I did not use jupiter notebook/jupyterLab much, but each time, it was in the context of datascience. The first was on an OCR during my internship, the second for data exploration (mix of quantitative/qualitative, but the project was scrapped after a week or two). In both case, having to re-run all each time the kernel was shut down was actually a pain point.
Thoughts ...
1. Yea, the Readme could do with a bit of polish. Your hero feature, AFAIU, is the automatic reactivity. This is in your second GIF, put this front and center and make it really clear what is happening. You (and I) know what reactivity looks like so we know what to look for, but someone new to the idea in notebooks could easily blink and miss this. I'd work on a nicer GIF and even a little youtube video just to make it really clear what's going on here. Bostock and ObservableHQ advertised their reactivity a while ago, you might be able to get inspiration for how they demonstrated it?
2. The syntax extensions are cool! Integration with ipywidgets is Ace!!
3. Do you have any comments on how ObservableHQ (Javascript runtime by Bostock) and Pluto (inspired by previous) informed or inspired your choices and implementation here? Is this basically the same for python/jupyter as those are for JS/Julia?
4. Annoying Questions or feature requests ... Are there any overheads? Any timeout facilities for long running code? Can the full variable and/or cell dependency graph be surfaced and visualised (ObservableHQ put this into the UI a while back and it was kinda cool).
Otherwise ... awesome to see this land! Congratulations!!!
3. I actually started from scratch -- ipyflow's reactivity model is a bit different from these, since for Python, my experience is that static dependency inference is too unreliable to be useful. (Though after talking with the Pluto maintainer earlier today it sounds like Pluto may be reaching some of the same conclusions and also be moving toward a dynamic dependency inference strategy)
In the future, my hope is that as a community we will develop a live-coding analogue to lsps which one might call a "language kernel protocol" so that we can standardize some of these features across different languages / editors
4. For top-level / module-level statements, yes there is lots of overhead (> 100x), but it's largely limited to those statements (i.e. external library calls, recursive function calls, etc have close to 0 overhead thanks to intelligent instrumentation disabling for these) and turns out to be OK in practice (more details in nbslicer paper https://smacke.net/papers/nbslicer.pdf). At some point I'll run it through a profiler and try to grab the low-hanging optimizations but it hasn't been noticeable so far.
Surfacing the DAG is definitely something I want to do at some point; we have all the information in the backend so we should try to surface it in the frontend.
Like I get why this doesn't need to be default, but this seems crucial enough to warrant being included in the base package.

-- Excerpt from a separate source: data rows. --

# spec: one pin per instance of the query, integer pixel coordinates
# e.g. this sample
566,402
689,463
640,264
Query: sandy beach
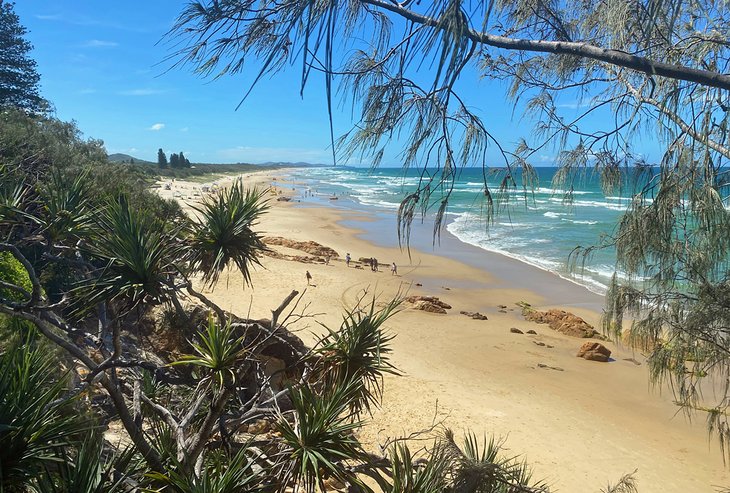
580,424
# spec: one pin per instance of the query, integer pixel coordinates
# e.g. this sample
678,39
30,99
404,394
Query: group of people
348,259
373,264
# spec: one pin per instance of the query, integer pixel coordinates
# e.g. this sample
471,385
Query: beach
580,424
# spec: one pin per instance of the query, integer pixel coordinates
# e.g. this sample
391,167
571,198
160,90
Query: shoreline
579,428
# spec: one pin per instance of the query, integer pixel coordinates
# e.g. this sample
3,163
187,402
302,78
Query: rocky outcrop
594,351
429,304
564,322
474,315
310,247
429,307
304,259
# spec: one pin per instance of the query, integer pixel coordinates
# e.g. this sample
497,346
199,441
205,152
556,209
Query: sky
104,65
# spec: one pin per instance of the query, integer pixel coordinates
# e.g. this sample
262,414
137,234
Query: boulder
434,300
564,322
310,247
474,315
594,351
427,306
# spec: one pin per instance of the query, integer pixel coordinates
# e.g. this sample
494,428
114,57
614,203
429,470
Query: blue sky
103,65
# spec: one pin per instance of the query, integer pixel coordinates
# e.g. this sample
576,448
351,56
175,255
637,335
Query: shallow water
537,227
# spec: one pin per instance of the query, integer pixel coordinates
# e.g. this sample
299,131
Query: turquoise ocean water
541,230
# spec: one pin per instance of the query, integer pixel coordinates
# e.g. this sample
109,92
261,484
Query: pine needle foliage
599,79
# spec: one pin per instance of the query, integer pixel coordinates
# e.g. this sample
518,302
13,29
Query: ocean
537,228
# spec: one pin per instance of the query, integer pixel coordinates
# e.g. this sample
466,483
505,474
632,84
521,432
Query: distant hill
126,158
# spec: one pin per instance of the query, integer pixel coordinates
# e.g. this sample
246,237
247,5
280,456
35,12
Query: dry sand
579,428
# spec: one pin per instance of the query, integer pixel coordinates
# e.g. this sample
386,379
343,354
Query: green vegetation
18,76
602,80
91,273
88,274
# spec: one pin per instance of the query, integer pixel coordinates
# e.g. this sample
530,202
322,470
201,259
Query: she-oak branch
613,57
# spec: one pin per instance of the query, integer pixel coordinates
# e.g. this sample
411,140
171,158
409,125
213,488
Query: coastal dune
580,424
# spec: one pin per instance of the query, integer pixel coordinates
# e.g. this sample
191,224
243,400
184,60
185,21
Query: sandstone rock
434,300
474,315
564,322
594,351
259,427
427,306
310,247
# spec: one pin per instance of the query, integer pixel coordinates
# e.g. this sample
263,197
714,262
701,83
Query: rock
594,351
310,247
564,322
427,306
259,427
474,315
434,300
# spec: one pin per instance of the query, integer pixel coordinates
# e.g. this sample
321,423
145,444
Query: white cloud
140,92
98,43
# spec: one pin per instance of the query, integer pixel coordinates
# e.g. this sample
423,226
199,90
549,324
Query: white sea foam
576,221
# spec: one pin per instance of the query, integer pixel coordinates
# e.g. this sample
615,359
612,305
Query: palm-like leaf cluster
66,212
83,469
34,425
411,476
222,474
477,467
319,443
218,353
357,354
137,258
223,233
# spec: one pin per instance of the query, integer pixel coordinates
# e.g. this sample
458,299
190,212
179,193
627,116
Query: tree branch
579,49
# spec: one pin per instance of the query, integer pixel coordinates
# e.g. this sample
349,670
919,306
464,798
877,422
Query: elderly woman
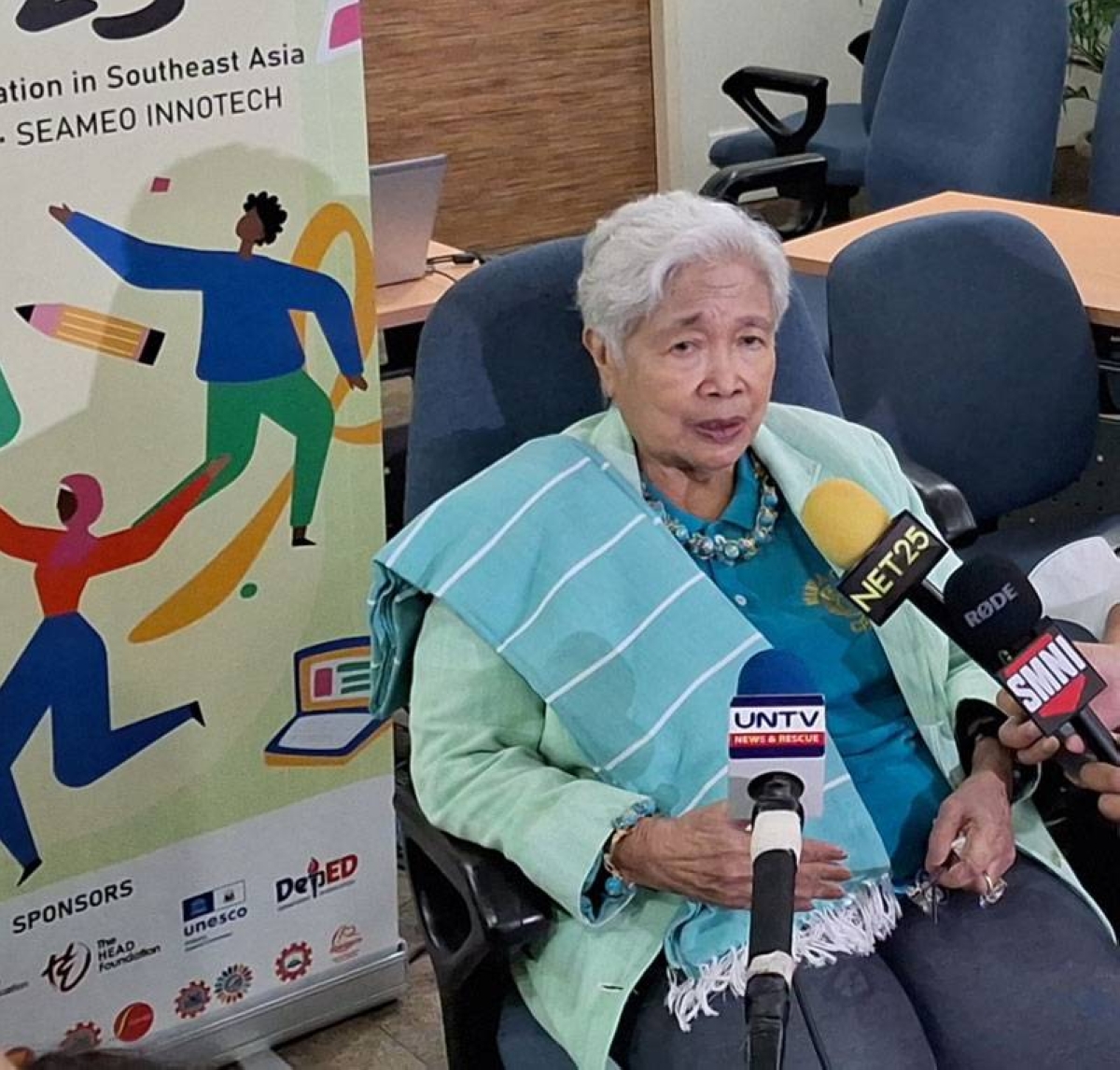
580,613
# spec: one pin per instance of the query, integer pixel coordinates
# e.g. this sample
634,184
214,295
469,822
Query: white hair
632,255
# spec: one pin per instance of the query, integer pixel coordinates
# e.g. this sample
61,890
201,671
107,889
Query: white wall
701,42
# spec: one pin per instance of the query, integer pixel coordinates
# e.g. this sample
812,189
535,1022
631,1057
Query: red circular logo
133,1022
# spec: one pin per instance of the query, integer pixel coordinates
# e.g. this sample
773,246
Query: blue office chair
835,132
1104,171
962,340
970,101
501,361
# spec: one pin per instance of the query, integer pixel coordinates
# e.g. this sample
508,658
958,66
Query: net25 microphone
777,745
886,560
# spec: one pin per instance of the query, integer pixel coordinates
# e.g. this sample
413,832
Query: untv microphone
777,745
1031,655
777,725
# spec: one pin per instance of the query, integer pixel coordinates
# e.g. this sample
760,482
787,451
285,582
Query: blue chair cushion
841,140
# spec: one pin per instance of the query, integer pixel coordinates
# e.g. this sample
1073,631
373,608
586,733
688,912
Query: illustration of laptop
406,197
333,721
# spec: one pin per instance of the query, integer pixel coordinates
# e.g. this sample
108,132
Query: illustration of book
95,331
333,721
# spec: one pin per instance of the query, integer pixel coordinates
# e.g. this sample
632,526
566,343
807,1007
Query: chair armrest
857,48
743,88
801,177
944,501
471,900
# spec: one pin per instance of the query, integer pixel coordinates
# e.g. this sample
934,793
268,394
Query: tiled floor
403,1035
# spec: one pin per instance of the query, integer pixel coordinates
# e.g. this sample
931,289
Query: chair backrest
970,101
879,48
501,361
1104,172
962,340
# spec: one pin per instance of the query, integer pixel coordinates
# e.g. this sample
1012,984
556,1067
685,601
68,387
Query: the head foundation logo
65,970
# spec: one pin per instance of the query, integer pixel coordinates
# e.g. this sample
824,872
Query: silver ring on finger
994,891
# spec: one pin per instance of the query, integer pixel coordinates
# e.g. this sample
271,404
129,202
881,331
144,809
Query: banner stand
197,838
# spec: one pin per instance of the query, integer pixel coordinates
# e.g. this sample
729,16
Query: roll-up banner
196,833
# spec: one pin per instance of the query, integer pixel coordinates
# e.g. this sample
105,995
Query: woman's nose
723,373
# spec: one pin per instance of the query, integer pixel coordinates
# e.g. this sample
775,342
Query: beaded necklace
728,552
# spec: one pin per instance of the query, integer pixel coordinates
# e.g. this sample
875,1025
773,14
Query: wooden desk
1089,242
406,303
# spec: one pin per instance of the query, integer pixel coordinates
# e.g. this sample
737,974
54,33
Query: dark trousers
1031,981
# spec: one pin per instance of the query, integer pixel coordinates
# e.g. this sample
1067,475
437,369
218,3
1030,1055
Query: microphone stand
776,852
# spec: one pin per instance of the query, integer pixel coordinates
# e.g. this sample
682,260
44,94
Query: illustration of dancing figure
64,668
249,356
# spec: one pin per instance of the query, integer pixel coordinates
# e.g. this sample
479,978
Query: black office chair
835,132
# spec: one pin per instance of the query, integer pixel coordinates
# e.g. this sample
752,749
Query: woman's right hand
705,855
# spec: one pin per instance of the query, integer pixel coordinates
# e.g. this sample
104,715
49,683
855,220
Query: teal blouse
789,593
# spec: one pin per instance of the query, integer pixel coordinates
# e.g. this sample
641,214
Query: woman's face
695,374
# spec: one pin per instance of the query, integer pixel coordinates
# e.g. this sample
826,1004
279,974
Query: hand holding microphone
705,855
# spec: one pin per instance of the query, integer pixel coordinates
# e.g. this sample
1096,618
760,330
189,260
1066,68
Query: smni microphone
1031,655
777,746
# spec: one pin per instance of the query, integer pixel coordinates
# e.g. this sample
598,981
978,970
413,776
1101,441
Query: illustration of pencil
95,331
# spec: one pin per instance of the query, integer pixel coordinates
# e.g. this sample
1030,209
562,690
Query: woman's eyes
690,345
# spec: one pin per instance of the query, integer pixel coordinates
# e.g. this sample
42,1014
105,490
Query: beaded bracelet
616,885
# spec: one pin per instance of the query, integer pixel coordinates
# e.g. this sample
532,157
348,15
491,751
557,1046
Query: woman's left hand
980,811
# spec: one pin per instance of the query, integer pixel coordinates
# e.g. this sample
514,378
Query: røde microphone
1031,655
777,745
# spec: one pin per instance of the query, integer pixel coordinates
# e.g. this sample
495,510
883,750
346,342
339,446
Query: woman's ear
597,346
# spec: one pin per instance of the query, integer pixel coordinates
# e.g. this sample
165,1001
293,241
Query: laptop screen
406,197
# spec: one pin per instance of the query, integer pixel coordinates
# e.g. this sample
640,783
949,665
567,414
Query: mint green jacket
492,765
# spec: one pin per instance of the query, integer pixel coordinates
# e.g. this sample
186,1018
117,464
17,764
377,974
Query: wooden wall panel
546,110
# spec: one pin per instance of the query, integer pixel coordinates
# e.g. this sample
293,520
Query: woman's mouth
721,431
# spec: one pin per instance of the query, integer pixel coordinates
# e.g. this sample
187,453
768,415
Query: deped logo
318,880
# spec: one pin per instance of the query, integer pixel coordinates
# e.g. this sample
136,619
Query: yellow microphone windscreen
844,520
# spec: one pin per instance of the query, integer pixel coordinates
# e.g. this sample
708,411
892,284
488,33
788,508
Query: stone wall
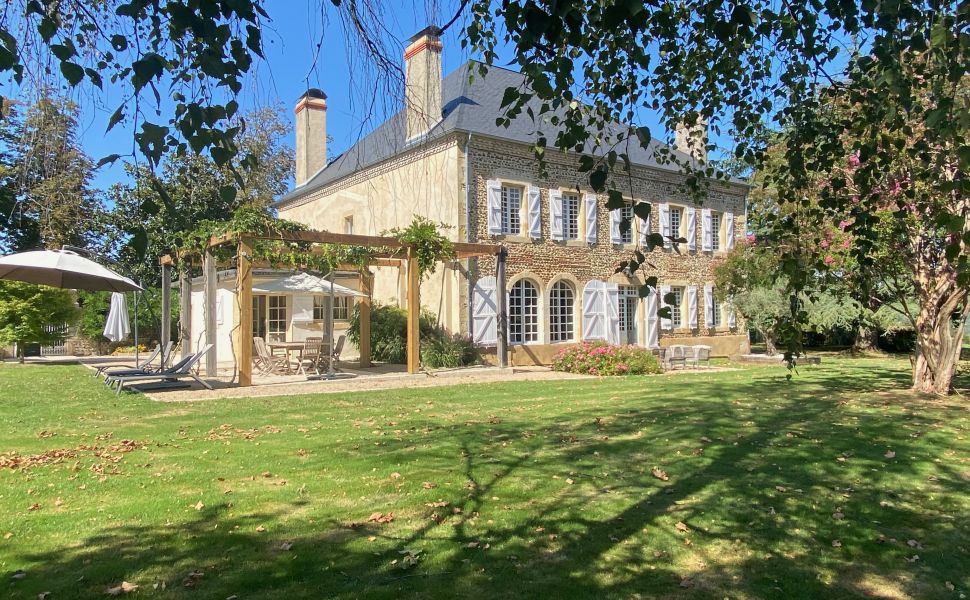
544,261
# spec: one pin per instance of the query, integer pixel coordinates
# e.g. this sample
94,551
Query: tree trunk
770,348
866,338
938,344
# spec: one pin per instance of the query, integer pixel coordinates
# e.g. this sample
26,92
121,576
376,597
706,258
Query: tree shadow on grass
758,471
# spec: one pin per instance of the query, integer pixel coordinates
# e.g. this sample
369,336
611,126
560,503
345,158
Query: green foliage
427,242
27,310
199,55
445,350
600,358
388,323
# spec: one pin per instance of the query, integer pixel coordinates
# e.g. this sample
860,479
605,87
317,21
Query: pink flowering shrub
600,358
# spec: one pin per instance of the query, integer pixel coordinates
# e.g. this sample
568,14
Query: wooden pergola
389,255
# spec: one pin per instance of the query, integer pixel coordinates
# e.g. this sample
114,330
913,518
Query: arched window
562,302
523,312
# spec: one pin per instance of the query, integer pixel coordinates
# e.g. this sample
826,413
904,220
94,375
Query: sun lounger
145,365
176,373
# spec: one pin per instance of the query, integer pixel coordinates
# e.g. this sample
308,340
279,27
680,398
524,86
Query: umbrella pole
136,327
330,373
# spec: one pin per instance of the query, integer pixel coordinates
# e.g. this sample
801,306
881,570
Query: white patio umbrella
68,270
116,328
63,269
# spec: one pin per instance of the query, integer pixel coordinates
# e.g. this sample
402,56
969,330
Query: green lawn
837,484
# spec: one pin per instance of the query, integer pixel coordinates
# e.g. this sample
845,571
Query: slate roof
469,106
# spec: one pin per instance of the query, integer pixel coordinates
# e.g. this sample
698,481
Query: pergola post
243,344
185,310
502,318
414,314
209,274
166,333
366,288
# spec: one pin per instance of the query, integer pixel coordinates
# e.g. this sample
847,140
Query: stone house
443,157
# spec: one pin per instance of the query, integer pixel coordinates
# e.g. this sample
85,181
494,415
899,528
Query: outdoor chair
267,362
700,354
678,356
312,355
145,365
168,378
338,348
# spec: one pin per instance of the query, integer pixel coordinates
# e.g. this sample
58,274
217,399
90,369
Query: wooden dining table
288,348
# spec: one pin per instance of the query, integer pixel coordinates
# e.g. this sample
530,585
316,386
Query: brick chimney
692,140
311,134
422,81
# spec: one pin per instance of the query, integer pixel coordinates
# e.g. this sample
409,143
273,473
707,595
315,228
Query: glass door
259,316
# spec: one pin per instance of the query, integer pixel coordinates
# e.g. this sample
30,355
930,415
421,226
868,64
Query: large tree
45,174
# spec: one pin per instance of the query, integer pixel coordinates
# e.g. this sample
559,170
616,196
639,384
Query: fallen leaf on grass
123,588
379,517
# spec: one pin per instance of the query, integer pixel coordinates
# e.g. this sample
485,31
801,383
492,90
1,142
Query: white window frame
511,208
524,312
571,215
715,231
562,312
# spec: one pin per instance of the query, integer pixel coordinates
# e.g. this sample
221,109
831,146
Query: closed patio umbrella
116,328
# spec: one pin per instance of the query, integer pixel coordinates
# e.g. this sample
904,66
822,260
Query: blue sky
292,65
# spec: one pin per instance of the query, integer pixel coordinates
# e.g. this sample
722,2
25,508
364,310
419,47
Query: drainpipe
469,237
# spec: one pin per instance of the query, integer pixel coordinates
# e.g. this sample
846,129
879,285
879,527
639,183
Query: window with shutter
570,216
562,304
592,209
524,312
511,210
535,213
691,233
484,312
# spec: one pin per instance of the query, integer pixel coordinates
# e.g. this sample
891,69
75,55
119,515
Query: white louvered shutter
611,310
707,230
653,329
615,218
594,327
645,231
556,225
665,223
494,193
692,306
535,213
302,309
665,322
708,306
591,213
485,312
691,228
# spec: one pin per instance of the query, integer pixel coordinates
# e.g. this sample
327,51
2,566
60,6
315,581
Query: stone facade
430,179
545,261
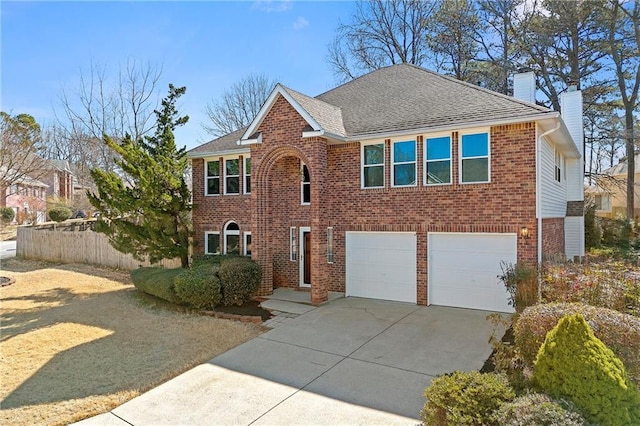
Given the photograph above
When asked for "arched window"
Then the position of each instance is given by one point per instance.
(232, 238)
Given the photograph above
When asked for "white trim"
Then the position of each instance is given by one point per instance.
(302, 185)
(266, 107)
(414, 162)
(293, 244)
(301, 231)
(362, 165)
(244, 174)
(244, 243)
(206, 242)
(206, 177)
(424, 157)
(224, 174)
(488, 156)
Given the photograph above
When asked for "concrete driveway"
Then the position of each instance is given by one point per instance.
(351, 361)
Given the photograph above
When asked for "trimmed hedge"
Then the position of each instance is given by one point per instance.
(617, 330)
(199, 286)
(60, 214)
(573, 363)
(240, 278)
(536, 409)
(462, 398)
(158, 282)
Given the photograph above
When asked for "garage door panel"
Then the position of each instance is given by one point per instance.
(381, 265)
(463, 270)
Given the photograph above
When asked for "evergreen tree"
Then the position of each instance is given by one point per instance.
(148, 214)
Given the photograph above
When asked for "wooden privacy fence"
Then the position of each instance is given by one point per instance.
(60, 244)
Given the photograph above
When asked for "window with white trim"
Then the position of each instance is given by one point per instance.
(373, 166)
(293, 244)
(232, 176)
(212, 243)
(247, 244)
(232, 238)
(403, 155)
(474, 158)
(247, 175)
(330, 244)
(212, 177)
(557, 169)
(437, 160)
(305, 185)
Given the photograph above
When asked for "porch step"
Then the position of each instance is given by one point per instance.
(285, 306)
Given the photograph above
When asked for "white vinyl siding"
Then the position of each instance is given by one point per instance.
(554, 194)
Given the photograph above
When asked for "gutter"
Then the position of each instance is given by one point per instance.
(539, 197)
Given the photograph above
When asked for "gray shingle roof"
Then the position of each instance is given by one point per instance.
(327, 115)
(227, 142)
(405, 97)
(397, 98)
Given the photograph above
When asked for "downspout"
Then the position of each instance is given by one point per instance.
(539, 201)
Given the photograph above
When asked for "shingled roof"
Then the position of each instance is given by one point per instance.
(395, 99)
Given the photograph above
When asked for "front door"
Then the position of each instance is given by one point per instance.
(305, 261)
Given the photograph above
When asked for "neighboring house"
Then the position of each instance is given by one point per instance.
(401, 185)
(59, 177)
(610, 191)
(28, 199)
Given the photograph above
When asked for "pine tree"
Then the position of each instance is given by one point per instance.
(145, 210)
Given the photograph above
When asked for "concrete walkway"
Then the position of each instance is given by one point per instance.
(350, 361)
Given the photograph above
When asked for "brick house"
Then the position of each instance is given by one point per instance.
(401, 185)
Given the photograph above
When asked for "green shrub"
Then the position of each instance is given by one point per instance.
(617, 330)
(158, 282)
(7, 215)
(60, 213)
(521, 281)
(536, 409)
(573, 363)
(199, 286)
(462, 398)
(239, 280)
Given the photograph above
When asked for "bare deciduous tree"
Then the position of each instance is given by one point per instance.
(381, 33)
(239, 105)
(20, 142)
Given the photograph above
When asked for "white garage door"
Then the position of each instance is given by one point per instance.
(381, 265)
(463, 270)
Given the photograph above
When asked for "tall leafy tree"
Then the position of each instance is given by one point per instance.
(622, 46)
(147, 215)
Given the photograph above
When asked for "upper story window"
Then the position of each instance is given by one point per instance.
(212, 243)
(474, 158)
(404, 163)
(373, 166)
(232, 176)
(305, 185)
(212, 177)
(247, 175)
(557, 169)
(437, 160)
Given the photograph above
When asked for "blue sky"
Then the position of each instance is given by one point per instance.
(203, 45)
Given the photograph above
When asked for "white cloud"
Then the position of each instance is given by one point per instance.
(272, 5)
(300, 23)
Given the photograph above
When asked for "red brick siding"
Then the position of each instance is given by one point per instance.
(504, 205)
(552, 237)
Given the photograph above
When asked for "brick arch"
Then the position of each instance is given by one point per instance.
(262, 203)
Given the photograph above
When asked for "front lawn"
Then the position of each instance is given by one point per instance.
(78, 341)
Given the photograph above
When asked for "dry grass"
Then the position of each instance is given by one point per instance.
(77, 341)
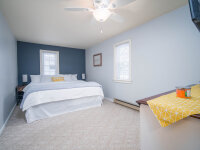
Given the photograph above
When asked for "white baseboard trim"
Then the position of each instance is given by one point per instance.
(109, 99)
(4, 125)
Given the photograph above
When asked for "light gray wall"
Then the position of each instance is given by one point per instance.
(165, 54)
(8, 73)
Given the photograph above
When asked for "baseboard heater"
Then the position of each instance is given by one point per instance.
(126, 104)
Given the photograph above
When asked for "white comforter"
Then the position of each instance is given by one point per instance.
(46, 96)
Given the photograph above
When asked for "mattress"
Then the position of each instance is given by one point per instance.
(52, 109)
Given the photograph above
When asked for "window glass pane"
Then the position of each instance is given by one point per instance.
(49, 63)
(122, 62)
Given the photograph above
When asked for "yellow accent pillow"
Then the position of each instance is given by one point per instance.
(57, 79)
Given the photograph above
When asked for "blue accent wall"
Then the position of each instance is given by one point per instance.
(72, 61)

https://twitter.com/jakevdp/status/935178916490223616
My favorite take on this subject is Joel Grus' talk from JupyterCon 2018 (title: "I don't like notebooks").
https://conferences.oreilly.com/jupyter/jup-ny/public/schedu...
Slides:
https://docs.google.com/presentation/d/1n2RlMdmv1p25Xy5thJUh...
Is this running a CPython fork, or how does the lineage tracking work? Are the values “x” and “y” in the quickstart example still simple Python int types, or are they a wrapped type?
The papers seem very interesting but even as an early adopter of tools like this I’d like to know what the limits and expectations are, and some docs would really help.
More details in this paper: https://smacke.net/papers/nbslicer.pdf
But overall I agree I need to get on top of the docs and talk in more depth about the implementation there.
External contributions are mostly blocked on me right now to improve both user and developer docs (improve = write the first draft in this case).
For Pandas, many problems can be solved by chaining (debugging as you go), converting the chain to a function, and placing the function at the top of the notebook after you load the raw data.
I get the problem this is solving, but adding some congrats and practical software engineering makes for much better notebook experiences.